Affinity essentially builds a digital Rolodex of contacts — sortable by filters like location, job title, last funding date, and more — complete with a history of interactions going back 10 years, and layers intelligence on top of it. Its web-based and mobile apps (and Chrome extension) pack in task automation tools that let users set up activity-triggered reminders and detect emails and messages in need of attention, as well as a nifty feature — Affinity Alliances — that enables them to connect with others outside of their team or network who might be able to “provide the most valuable introductions.”

Affinity competes with plenty of well-funded startups in the relationship management space, like Womply and Nimble — not to mention behemoths such as Microsoft and Salesforce. But it’s gained a fair bit of traction in the four years since its founding; Affinity currently helps to manage relationships across 20 million people and 5 million organizations, Zhou says, including Bain Capital Ventures, Kairos, Redpoint, American Family Insurance, AngelList, and others.
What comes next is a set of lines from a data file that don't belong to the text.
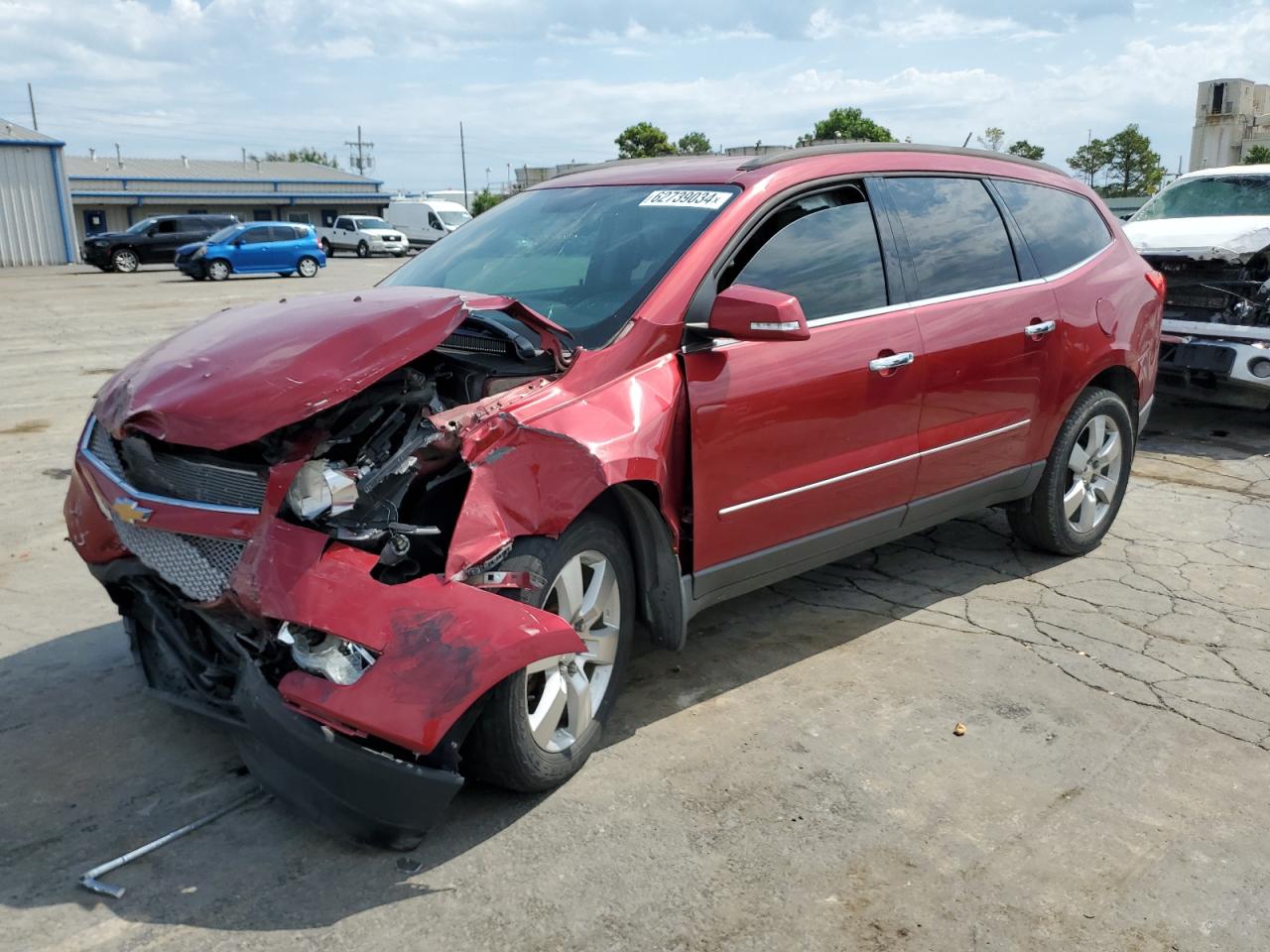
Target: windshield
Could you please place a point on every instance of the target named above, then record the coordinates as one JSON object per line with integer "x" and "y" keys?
{"x": 1203, "y": 198}
{"x": 583, "y": 257}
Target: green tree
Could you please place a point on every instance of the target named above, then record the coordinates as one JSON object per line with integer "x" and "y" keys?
{"x": 305, "y": 154}
{"x": 1026, "y": 150}
{"x": 1133, "y": 168}
{"x": 483, "y": 200}
{"x": 992, "y": 139}
{"x": 643, "y": 141}
{"x": 851, "y": 123}
{"x": 1089, "y": 159}
{"x": 694, "y": 144}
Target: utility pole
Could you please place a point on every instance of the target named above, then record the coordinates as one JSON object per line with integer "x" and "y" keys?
{"x": 462, "y": 153}
{"x": 363, "y": 162}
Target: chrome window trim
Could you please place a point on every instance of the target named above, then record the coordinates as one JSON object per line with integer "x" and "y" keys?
{"x": 875, "y": 467}
{"x": 141, "y": 495}
{"x": 959, "y": 296}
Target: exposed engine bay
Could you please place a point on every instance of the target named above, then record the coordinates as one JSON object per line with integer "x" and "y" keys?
{"x": 384, "y": 477}
{"x": 1215, "y": 341}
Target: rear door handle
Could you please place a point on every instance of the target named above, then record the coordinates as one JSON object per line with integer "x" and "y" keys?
{"x": 889, "y": 363}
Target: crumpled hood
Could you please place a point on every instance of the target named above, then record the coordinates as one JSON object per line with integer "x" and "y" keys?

“Data is extremely valuable when it comes to building and nurturing professional relationships, but collecting, recording and accessing this data has traditionally been a time-consuming, manual process,” IbnAle said. “Affinity has found a way to harness the incredible amount of relationship data buried in our day-to-day communications and make it useful in a way that both simplifies relationship management and amplifies the value of our professional networks.”